BEIJING (Reuters) - China and the Philippines will start bilateral consultations on the disputed South China Sea this week, the Philippine ambassador to Beijing said, as Manila looks to ease tensions with Asia’s top economic power.
Philippine President Rodrigo Duterte, who is visiting Beijing this weekend to attend a summit on China’s new Silk Road plan, has opted to court China for its business and investment and avoid rows over sovereignty that dogged his predecessors.
Philippine Ambassador to China Jose Santiago Santa Romana told reporters late on Saturday that the consultations between the two countries would take place in a Chinese city, but declined to name it.
He added that the dispute between the two countries “cannot be resolved overnight.”
China has not publicly announced any such talks.
Duterte has been accused by critics of taking a defeatist position on China and on defending Philippine sovereignty. He considers his approach is pragmatic and says challenging China risks triggering a war.
Santa Romana said Duterte’s attendance at the China summit should not be seen as the Philippines abandoning or “giving up” its claim of sovereignty in the South China Sea.

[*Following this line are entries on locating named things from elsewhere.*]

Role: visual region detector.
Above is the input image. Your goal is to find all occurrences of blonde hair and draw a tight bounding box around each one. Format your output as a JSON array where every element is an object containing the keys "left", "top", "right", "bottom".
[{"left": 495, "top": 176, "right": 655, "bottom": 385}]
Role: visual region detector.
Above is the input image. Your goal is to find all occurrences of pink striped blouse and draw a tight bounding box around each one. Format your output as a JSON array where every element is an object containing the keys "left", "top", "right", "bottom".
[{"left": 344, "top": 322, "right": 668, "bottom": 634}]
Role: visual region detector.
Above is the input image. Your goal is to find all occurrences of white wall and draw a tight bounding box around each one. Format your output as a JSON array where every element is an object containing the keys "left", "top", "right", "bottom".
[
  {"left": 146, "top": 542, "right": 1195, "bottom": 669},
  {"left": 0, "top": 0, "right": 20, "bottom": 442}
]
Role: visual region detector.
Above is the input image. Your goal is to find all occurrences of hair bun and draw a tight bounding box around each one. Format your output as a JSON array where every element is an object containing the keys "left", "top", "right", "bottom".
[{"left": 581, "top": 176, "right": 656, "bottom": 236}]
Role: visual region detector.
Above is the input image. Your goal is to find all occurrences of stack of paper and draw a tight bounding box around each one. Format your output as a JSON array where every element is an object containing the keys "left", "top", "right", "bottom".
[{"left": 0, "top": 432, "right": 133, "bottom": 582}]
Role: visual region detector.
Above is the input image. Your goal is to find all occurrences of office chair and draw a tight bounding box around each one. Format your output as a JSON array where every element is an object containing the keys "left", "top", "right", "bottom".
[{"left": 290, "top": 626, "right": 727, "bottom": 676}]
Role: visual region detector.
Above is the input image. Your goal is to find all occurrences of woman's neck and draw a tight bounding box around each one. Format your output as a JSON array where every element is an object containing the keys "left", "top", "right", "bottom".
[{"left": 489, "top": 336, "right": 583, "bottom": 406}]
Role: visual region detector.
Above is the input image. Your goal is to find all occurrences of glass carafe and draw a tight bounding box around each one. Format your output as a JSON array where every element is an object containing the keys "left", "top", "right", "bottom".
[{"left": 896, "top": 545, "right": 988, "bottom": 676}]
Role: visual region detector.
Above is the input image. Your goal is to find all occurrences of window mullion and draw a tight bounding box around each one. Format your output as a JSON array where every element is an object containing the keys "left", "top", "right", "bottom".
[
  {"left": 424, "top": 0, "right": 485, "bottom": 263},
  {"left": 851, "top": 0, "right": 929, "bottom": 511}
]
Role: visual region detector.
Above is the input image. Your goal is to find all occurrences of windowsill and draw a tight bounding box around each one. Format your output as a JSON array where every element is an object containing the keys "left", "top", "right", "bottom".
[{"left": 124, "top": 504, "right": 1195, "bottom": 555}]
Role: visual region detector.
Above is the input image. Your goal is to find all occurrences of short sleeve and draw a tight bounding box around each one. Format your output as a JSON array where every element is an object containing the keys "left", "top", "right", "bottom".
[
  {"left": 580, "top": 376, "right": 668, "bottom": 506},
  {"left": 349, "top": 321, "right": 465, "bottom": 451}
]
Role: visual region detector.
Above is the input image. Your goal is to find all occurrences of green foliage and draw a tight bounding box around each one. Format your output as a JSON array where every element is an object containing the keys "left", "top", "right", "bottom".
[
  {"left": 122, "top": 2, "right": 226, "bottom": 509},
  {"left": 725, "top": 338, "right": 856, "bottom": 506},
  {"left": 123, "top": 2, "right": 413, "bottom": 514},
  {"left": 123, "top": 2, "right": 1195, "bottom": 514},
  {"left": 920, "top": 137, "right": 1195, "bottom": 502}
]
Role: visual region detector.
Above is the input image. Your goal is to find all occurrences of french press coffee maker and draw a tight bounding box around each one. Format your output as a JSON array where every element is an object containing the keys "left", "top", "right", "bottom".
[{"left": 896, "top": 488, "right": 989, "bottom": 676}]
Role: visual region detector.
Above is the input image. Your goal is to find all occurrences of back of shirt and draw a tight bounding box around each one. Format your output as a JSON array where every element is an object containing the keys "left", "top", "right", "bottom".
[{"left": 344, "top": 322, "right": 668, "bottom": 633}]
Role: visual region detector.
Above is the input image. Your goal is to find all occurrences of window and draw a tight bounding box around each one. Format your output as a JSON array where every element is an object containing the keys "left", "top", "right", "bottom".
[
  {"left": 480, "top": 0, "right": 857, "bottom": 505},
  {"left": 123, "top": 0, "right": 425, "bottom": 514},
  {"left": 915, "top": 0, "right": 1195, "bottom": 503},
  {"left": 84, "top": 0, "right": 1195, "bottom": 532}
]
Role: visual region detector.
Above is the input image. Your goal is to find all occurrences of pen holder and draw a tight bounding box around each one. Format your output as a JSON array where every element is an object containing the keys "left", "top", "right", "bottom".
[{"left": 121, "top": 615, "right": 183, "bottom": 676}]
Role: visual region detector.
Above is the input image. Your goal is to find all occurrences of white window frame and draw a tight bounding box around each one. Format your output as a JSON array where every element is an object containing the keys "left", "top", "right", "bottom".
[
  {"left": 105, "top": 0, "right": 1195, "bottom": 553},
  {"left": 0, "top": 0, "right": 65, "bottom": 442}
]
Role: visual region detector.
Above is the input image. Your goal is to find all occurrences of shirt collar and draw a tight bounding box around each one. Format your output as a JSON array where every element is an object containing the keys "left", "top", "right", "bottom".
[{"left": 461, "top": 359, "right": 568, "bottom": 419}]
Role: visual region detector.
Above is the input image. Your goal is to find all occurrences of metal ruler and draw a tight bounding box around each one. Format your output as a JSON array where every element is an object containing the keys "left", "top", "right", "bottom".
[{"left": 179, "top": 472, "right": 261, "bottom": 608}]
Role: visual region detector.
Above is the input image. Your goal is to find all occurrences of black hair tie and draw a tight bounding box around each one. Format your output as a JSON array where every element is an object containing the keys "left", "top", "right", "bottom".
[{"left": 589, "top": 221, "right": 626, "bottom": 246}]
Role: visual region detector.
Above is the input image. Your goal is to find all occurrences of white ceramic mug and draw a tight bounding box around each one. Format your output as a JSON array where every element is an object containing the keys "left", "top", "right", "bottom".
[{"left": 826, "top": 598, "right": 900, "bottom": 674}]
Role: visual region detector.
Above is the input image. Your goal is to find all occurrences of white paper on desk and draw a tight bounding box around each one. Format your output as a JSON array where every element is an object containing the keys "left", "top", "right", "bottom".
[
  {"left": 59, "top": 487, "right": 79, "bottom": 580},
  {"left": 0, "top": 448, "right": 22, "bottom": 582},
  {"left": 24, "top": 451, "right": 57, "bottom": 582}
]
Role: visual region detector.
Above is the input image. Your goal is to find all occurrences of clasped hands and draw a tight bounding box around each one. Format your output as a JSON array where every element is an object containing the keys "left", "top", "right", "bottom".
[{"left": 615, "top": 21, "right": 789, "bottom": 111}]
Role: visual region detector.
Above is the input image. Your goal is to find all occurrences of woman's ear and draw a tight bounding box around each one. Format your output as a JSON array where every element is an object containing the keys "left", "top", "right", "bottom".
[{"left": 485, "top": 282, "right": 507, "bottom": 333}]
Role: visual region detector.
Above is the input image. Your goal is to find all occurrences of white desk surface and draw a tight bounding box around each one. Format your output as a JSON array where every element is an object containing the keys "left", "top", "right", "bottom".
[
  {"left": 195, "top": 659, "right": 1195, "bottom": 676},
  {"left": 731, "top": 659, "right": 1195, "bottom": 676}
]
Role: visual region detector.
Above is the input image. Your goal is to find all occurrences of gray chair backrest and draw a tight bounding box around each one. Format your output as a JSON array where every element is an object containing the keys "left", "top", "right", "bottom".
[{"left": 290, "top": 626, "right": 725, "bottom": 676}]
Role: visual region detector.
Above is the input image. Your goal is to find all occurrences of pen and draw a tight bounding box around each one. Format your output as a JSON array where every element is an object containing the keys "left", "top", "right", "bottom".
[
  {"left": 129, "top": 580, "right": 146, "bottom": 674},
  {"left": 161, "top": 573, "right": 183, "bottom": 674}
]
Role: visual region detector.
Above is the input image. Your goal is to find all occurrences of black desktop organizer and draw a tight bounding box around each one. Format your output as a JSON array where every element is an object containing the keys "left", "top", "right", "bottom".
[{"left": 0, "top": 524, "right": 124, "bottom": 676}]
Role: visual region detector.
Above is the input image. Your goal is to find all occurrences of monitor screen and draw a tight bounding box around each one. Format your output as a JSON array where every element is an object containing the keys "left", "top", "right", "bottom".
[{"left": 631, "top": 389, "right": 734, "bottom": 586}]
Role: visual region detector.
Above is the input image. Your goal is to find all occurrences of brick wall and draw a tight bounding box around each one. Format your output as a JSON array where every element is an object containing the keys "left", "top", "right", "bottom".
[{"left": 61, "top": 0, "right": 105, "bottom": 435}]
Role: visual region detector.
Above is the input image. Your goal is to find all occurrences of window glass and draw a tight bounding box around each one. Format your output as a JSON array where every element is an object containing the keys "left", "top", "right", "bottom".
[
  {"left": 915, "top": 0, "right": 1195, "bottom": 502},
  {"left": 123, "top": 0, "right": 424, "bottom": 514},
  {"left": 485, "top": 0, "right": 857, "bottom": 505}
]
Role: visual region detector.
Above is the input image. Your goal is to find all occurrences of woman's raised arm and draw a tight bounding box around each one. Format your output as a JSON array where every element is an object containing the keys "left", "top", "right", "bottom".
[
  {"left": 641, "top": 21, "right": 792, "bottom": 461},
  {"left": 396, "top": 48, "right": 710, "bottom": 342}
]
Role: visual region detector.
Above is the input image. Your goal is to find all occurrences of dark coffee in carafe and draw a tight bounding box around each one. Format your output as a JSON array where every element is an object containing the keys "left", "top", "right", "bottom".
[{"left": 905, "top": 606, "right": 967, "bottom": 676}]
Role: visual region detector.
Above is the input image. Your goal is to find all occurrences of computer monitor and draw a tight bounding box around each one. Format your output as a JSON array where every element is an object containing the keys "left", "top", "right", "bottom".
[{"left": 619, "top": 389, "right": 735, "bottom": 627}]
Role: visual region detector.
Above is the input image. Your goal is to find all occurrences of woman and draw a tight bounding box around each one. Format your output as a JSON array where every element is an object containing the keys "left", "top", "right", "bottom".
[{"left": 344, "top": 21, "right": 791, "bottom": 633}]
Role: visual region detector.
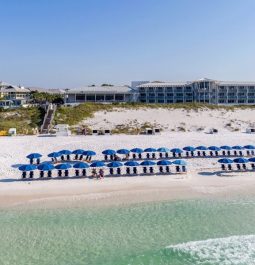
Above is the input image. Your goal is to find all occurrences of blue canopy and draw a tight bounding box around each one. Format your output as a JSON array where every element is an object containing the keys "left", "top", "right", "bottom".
[
  {"left": 59, "top": 150, "right": 72, "bottom": 155},
  {"left": 73, "top": 162, "right": 89, "bottom": 169},
  {"left": 37, "top": 163, "right": 54, "bottom": 171},
  {"left": 117, "top": 149, "right": 130, "bottom": 155},
  {"left": 48, "top": 152, "right": 61, "bottom": 158},
  {"left": 244, "top": 145, "right": 255, "bottom": 150},
  {"left": 233, "top": 157, "right": 249, "bottom": 164},
  {"left": 140, "top": 160, "right": 156, "bottom": 166},
  {"left": 124, "top": 161, "right": 139, "bottom": 167},
  {"left": 27, "top": 153, "right": 42, "bottom": 159},
  {"left": 208, "top": 145, "right": 221, "bottom": 151},
  {"left": 220, "top": 145, "right": 232, "bottom": 151},
  {"left": 196, "top": 145, "right": 208, "bottom": 151},
  {"left": 72, "top": 149, "right": 85, "bottom": 155},
  {"left": 144, "top": 147, "right": 157, "bottom": 153},
  {"left": 130, "top": 148, "right": 143, "bottom": 154},
  {"left": 55, "top": 163, "right": 72, "bottom": 170},
  {"left": 90, "top": 161, "right": 105, "bottom": 167},
  {"left": 183, "top": 146, "right": 196, "bottom": 152},
  {"left": 218, "top": 158, "right": 233, "bottom": 164},
  {"left": 170, "top": 148, "right": 183, "bottom": 154},
  {"left": 19, "top": 165, "right": 37, "bottom": 171},
  {"left": 83, "top": 150, "right": 96, "bottom": 156},
  {"left": 107, "top": 161, "right": 123, "bottom": 167},
  {"left": 157, "top": 160, "right": 172, "bottom": 166},
  {"left": 157, "top": 147, "right": 170, "bottom": 153},
  {"left": 249, "top": 157, "right": 255, "bottom": 162},
  {"left": 172, "top": 160, "right": 187, "bottom": 166},
  {"left": 232, "top": 145, "right": 243, "bottom": 150},
  {"left": 102, "top": 149, "right": 116, "bottom": 155}
]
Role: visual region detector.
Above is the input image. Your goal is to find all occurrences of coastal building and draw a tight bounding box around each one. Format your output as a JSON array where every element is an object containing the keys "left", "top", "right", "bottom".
[{"left": 137, "top": 78, "right": 255, "bottom": 105}]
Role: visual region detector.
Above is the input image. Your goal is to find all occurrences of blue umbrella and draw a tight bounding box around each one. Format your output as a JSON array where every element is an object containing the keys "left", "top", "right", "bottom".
[
  {"left": 117, "top": 149, "right": 130, "bottom": 155},
  {"left": 157, "top": 160, "right": 172, "bottom": 166},
  {"left": 27, "top": 153, "right": 42, "bottom": 159},
  {"left": 157, "top": 147, "right": 170, "bottom": 153},
  {"left": 125, "top": 161, "right": 139, "bottom": 167},
  {"left": 183, "top": 146, "right": 196, "bottom": 152},
  {"left": 72, "top": 149, "right": 85, "bottom": 155},
  {"left": 208, "top": 145, "right": 220, "bottom": 151},
  {"left": 172, "top": 160, "right": 187, "bottom": 166},
  {"left": 73, "top": 162, "right": 89, "bottom": 169},
  {"left": 170, "top": 148, "right": 183, "bottom": 154},
  {"left": 130, "top": 148, "right": 143, "bottom": 154},
  {"left": 220, "top": 145, "right": 232, "bottom": 151},
  {"left": 48, "top": 152, "right": 61, "bottom": 158},
  {"left": 144, "top": 148, "right": 157, "bottom": 153},
  {"left": 19, "top": 165, "right": 37, "bottom": 171},
  {"left": 107, "top": 161, "right": 123, "bottom": 167},
  {"left": 233, "top": 157, "right": 249, "bottom": 164},
  {"left": 59, "top": 150, "right": 72, "bottom": 155},
  {"left": 218, "top": 158, "right": 233, "bottom": 164},
  {"left": 244, "top": 145, "right": 255, "bottom": 150},
  {"left": 55, "top": 163, "right": 72, "bottom": 170},
  {"left": 90, "top": 161, "right": 105, "bottom": 167},
  {"left": 83, "top": 150, "right": 96, "bottom": 156},
  {"left": 232, "top": 145, "right": 243, "bottom": 150},
  {"left": 140, "top": 160, "right": 156, "bottom": 166},
  {"left": 102, "top": 149, "right": 116, "bottom": 155},
  {"left": 196, "top": 145, "right": 208, "bottom": 151},
  {"left": 37, "top": 163, "right": 54, "bottom": 171}
]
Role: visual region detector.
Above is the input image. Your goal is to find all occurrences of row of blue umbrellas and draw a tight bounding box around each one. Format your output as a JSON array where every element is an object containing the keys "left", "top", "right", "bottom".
[
  {"left": 19, "top": 160, "right": 187, "bottom": 171},
  {"left": 218, "top": 157, "right": 255, "bottom": 164}
]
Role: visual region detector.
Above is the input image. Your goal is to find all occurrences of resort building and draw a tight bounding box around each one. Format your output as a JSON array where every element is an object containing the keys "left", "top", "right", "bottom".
[{"left": 137, "top": 78, "right": 255, "bottom": 105}]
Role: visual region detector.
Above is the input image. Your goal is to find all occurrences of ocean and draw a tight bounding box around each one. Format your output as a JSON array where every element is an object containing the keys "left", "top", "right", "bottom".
[{"left": 0, "top": 198, "right": 255, "bottom": 265}]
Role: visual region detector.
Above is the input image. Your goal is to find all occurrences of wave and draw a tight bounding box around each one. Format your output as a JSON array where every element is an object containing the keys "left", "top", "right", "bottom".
[{"left": 166, "top": 235, "right": 255, "bottom": 265}]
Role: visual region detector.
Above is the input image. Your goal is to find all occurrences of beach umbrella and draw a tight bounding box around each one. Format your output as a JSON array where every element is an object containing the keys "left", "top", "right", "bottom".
[
  {"left": 102, "top": 149, "right": 116, "bottom": 155},
  {"left": 73, "top": 162, "right": 89, "bottom": 169},
  {"left": 140, "top": 160, "right": 156, "bottom": 166},
  {"left": 58, "top": 150, "right": 72, "bottom": 155},
  {"left": 244, "top": 145, "right": 255, "bottom": 150},
  {"left": 157, "top": 147, "right": 170, "bottom": 153},
  {"left": 144, "top": 147, "right": 157, "bottom": 153},
  {"left": 232, "top": 145, "right": 243, "bottom": 150},
  {"left": 124, "top": 161, "right": 139, "bottom": 167},
  {"left": 117, "top": 149, "right": 130, "bottom": 155},
  {"left": 218, "top": 158, "right": 233, "bottom": 164},
  {"left": 196, "top": 145, "right": 208, "bottom": 151},
  {"left": 72, "top": 149, "right": 85, "bottom": 155},
  {"left": 249, "top": 157, "right": 255, "bottom": 163},
  {"left": 37, "top": 163, "right": 54, "bottom": 171},
  {"left": 170, "top": 148, "right": 183, "bottom": 154},
  {"left": 107, "top": 161, "right": 123, "bottom": 167},
  {"left": 233, "top": 157, "right": 249, "bottom": 164},
  {"left": 208, "top": 145, "right": 220, "bottom": 151},
  {"left": 90, "top": 161, "right": 105, "bottom": 167},
  {"left": 55, "top": 163, "right": 72, "bottom": 170},
  {"left": 183, "top": 146, "right": 196, "bottom": 152},
  {"left": 27, "top": 153, "right": 42, "bottom": 159},
  {"left": 157, "top": 160, "right": 172, "bottom": 166},
  {"left": 172, "top": 160, "right": 187, "bottom": 166},
  {"left": 83, "top": 150, "right": 96, "bottom": 156},
  {"left": 48, "top": 152, "right": 61, "bottom": 158},
  {"left": 19, "top": 165, "right": 37, "bottom": 171},
  {"left": 130, "top": 148, "right": 143, "bottom": 154},
  {"left": 220, "top": 145, "right": 232, "bottom": 151}
]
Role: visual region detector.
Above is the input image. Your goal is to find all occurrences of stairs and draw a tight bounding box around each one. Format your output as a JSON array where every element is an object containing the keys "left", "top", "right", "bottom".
[{"left": 40, "top": 104, "right": 57, "bottom": 134}]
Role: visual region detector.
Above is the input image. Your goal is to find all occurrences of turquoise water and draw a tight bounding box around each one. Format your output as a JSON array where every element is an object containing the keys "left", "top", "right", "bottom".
[{"left": 0, "top": 199, "right": 255, "bottom": 265}]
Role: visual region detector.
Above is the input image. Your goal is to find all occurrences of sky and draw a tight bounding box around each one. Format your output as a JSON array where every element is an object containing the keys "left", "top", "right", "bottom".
[{"left": 0, "top": 0, "right": 255, "bottom": 88}]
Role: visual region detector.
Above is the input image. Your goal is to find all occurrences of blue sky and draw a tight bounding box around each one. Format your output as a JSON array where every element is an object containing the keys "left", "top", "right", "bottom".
[{"left": 0, "top": 0, "right": 255, "bottom": 88}]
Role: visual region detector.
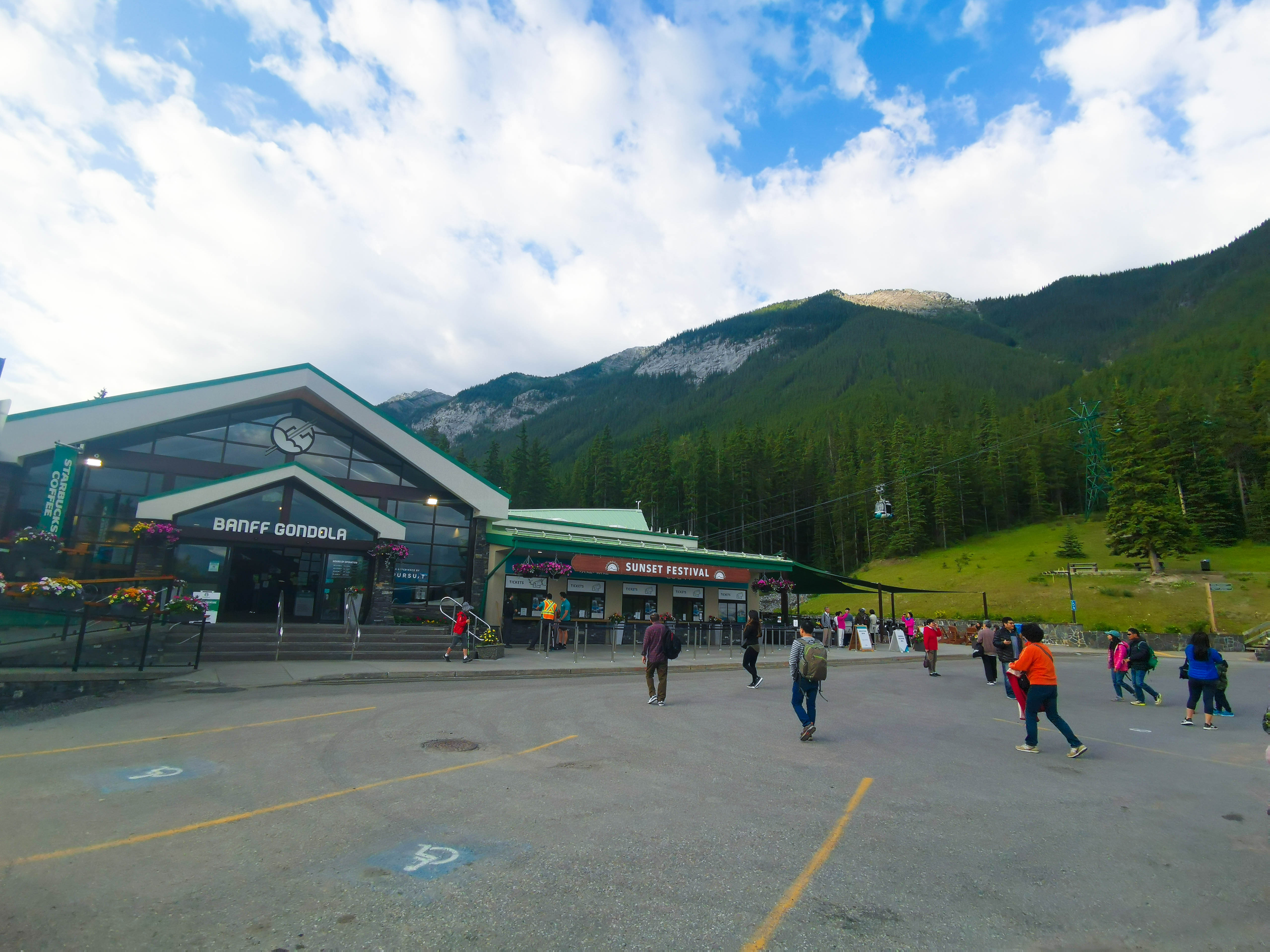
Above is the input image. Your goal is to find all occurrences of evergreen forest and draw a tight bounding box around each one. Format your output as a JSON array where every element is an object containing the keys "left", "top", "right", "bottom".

The previous Philippine government in 2013 filed a case with the Permanent Court of Arbitration in The Hague to set the record straight on maritime boundaries. The tribunal did that last year, and invalidated China’s claim to sovereignty over most of the South China Sea.
Duterte has put the ruling on the back burner and said he will revisit it later in his term.
Santa Romana defended Duterte’s position, saying Manila was “proceeding from our own interests”.
China claims most of the energy-rich South China Sea through which about $5 trillion in ship-borne trade passes every year. Neighbours Brunei, Malaysia, the Philippines, Taiwan and Vietnam also have claims.
Duterte visited China last October for an ice-breaking trip after bilateral relations soured over the South China Sea under the previous Philippine administration of Benigno Aquino.
The detente has seen China commit to three infrastructure projects and pledge to donate two bridges, said the ambassador, without giving an investment figure.
China has also eased import curbs on Philippine bananas, he said.
“If you go around Beijing right now and you go to the market, you will see ... Philippine bananas. The Chinese are eating Philippine bananas again and Philippine pineapples,” Santa Romana said.
“They have promised to buy over $1 billion worth of tropical fruits from the Philippines and they are interested to buy more.”